Newport Beach, CA (PRWEB) November 17, 2009
Prominent anesthesiologist, Dr. Barry Friedberg, has been quoted as a propofol expert in articles about Michael Jackson's death in both People and Globe magazines this year.
For the second consecutive year, Friedberg is an invited speaker to the annual Congress of Mexican Anesthesiologists being held this year in Veracruz.
"Michael Jackson appears to have died from propofol over-medication that caused his breathing to stop," says Friedberg.
He continued saying that three essential items appeared to have been critically absent from the situation at Jackson's home.
First, according to his own public statements, Dr. Murray was not directly observing Jackson when he stopped breathing.
Second, no evidence of a pulse oximeter (a blood oxygen meter) was apparent in publicly published pictures of Jackson's bedroom.
Third, a brain monitor could have measured the effects of propofol independently of the benzodiazepines also in his body, sparing him from the unintentional over-medication with propofol that appeared to have caused his breathing to stop.
As at last year's Mexican Congress, following his Friday, November 20th lectures, Friedberg will give two of his world renowned brain monitored PK (propofol ketamine) anesthetics for interested attendees to observe.

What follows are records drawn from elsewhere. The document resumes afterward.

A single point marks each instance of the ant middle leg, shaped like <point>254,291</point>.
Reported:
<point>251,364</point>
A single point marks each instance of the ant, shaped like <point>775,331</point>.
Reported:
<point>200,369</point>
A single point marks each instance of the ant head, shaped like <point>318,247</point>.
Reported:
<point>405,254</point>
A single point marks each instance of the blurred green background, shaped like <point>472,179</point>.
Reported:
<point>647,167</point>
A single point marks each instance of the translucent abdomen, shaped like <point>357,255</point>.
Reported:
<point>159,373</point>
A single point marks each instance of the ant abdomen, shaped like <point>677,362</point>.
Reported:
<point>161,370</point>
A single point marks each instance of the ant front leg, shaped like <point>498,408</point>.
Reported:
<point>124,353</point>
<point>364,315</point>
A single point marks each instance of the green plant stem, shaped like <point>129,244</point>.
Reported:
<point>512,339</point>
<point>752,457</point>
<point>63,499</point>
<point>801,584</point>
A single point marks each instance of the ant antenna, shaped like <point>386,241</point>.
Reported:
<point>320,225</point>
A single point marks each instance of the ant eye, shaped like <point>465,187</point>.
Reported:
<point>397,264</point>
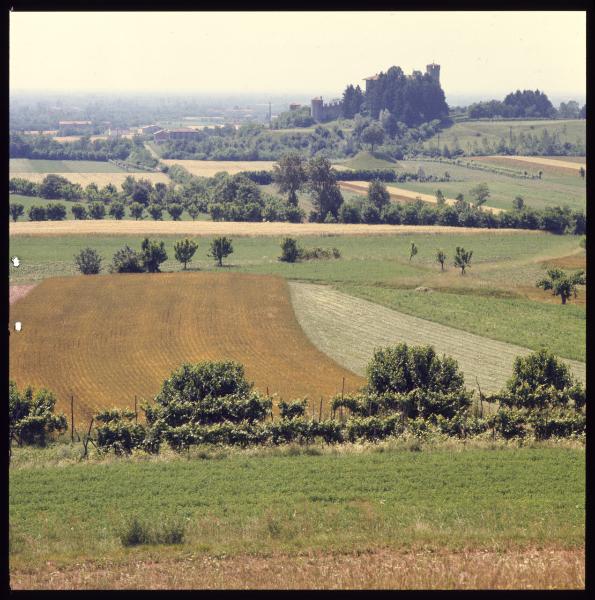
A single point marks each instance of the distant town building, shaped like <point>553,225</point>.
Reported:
<point>75,127</point>
<point>331,111</point>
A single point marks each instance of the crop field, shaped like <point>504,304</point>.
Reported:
<point>384,516</point>
<point>402,194</point>
<point>468,132</point>
<point>107,338</point>
<point>17,166</point>
<point>496,299</point>
<point>348,329</point>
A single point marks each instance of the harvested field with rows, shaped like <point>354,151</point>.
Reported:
<point>200,228</point>
<point>105,339</point>
<point>348,329</point>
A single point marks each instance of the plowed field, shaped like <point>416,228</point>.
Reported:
<point>105,339</point>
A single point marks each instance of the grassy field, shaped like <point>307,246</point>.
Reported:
<point>496,299</point>
<point>25,165</point>
<point>518,504</point>
<point>469,131</point>
<point>108,338</point>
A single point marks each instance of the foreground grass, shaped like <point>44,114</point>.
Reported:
<point>237,503</point>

To the delight of last year's doctors at the live anesthesia demonstrations, both patients slept peacefully through their respective surgeries.

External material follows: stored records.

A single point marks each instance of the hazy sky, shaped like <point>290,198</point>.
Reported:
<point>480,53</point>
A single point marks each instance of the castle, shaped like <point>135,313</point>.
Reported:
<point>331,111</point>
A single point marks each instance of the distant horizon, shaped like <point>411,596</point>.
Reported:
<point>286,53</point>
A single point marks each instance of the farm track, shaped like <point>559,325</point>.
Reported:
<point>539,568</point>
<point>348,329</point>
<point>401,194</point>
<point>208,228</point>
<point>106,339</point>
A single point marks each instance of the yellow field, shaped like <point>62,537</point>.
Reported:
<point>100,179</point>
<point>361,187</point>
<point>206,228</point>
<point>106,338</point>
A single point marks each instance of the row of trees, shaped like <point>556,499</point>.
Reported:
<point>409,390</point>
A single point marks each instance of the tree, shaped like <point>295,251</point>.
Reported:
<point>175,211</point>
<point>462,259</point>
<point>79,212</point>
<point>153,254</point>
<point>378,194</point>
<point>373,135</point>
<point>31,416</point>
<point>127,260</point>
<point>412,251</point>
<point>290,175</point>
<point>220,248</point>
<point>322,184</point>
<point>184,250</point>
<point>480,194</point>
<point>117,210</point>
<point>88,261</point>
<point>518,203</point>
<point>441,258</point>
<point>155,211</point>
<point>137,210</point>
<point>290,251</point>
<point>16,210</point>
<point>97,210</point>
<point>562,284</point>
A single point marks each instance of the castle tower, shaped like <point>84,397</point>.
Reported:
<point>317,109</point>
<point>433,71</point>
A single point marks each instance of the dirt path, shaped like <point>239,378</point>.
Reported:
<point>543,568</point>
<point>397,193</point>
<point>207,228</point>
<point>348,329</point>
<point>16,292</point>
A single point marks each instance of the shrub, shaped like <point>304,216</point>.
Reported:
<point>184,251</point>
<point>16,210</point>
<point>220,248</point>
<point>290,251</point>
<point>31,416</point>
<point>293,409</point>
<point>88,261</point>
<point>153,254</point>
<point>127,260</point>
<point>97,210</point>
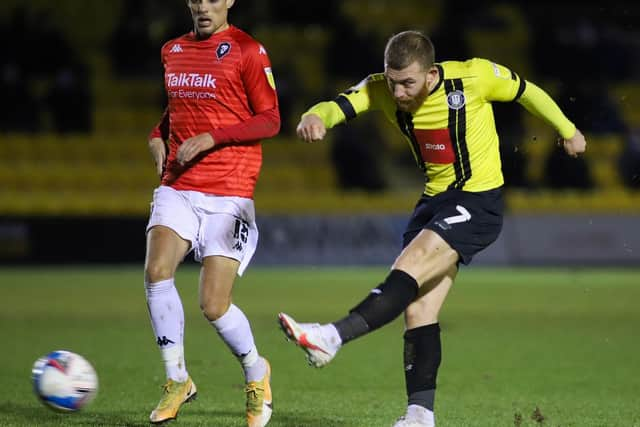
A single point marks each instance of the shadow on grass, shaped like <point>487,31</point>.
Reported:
<point>17,414</point>
<point>37,415</point>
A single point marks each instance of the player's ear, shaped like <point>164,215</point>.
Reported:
<point>432,75</point>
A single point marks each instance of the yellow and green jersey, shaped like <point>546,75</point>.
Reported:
<point>452,135</point>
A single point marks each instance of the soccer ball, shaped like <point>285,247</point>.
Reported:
<point>64,381</point>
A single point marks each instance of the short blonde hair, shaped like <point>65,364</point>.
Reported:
<point>407,47</point>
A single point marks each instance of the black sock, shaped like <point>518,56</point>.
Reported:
<point>422,355</point>
<point>381,306</point>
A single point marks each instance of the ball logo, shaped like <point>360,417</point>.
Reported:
<point>456,99</point>
<point>223,49</point>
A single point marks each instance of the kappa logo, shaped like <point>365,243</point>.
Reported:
<point>223,50</point>
<point>456,99</point>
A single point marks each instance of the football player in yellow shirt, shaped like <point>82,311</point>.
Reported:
<point>444,112</point>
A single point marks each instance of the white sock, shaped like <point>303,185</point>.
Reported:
<point>167,320</point>
<point>331,335</point>
<point>234,329</point>
<point>420,413</point>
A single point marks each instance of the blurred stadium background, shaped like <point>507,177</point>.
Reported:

Upon the completion of their surgery, both patients awakened, moved themselves over to their gurney (to go to recovery room), sat up and enthusiastically thanked Dr. Friedberg for the nice anesthesia experience.

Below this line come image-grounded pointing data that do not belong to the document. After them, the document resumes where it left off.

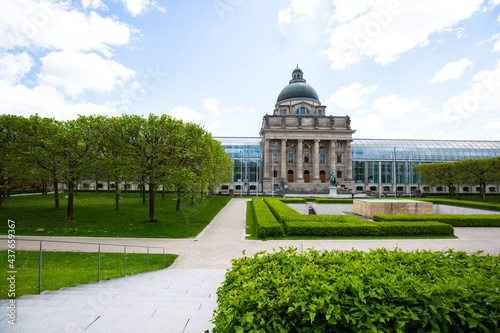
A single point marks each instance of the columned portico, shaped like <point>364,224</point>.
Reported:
<point>283,160</point>
<point>316,161</point>
<point>307,141</point>
<point>300,160</point>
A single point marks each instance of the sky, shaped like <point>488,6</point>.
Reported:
<point>400,69</point>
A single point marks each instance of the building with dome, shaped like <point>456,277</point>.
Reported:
<point>300,145</point>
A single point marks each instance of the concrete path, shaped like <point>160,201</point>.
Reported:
<point>182,299</point>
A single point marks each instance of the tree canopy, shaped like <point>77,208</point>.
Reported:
<point>154,150</point>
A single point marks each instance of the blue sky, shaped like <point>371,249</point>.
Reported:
<point>400,69</point>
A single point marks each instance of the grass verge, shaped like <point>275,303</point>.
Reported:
<point>67,269</point>
<point>95,216</point>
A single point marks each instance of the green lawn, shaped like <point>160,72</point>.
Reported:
<point>67,269</point>
<point>95,216</point>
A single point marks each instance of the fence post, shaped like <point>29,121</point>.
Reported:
<point>40,270</point>
<point>99,264</point>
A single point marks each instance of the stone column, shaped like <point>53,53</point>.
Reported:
<point>333,158</point>
<point>348,159</point>
<point>283,159</point>
<point>267,159</point>
<point>299,178</point>
<point>316,161</point>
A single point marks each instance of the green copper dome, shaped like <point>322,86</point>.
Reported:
<point>298,88</point>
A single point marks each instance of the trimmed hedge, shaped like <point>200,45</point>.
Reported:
<point>322,200</point>
<point>266,224</point>
<point>463,203</point>
<point>310,228</point>
<point>293,200</point>
<point>297,224</point>
<point>456,220</point>
<point>354,291</point>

"Since 1992, my patients kept telling me how much they enjoyed 'going under' with PK anesthesia. So it came as no surprise to me that Michael Jackson enjoyed the experience as well," Friedberg said.
When the ground breaking textbook, 'Anesthesia in Cosmetic Surgery,' was commissioned in 2004, Cambridge University Press editor Marc Strauss chose Friedberg first among 40,000 American anesthesiologists to author the book, primarily because of his novel, safer PK anesthesia.
Unlike the recent high profile deaths of Donde West or Stephanie Kuleba involving general anesthesia, PK anesthesia has had no deaths (or near-death experience like Tameka Foster's) since it's 1992 inception.
Adding brain monitoring in 1997 transformed PK anesthesia into 'Goldilocks' anesthesia. Brain monitored PK anesthesia is the safest achievable anesthesia.
"When the patient's brain is giving direct information about how the propofol is affecting it to the anesthesiologist, the patient cannot get too much or too little propofol but only just the right amount it needs not to hear, feel or remember the surgery," says Friedberg. "That's why PK is like general anesthesia without the risks."
Friedberg's 'Anesthesia in Cosmetic Surgery' went on sale in June this year translated into Portuguese for Brazil, the world's number one country for cosmetic surgery.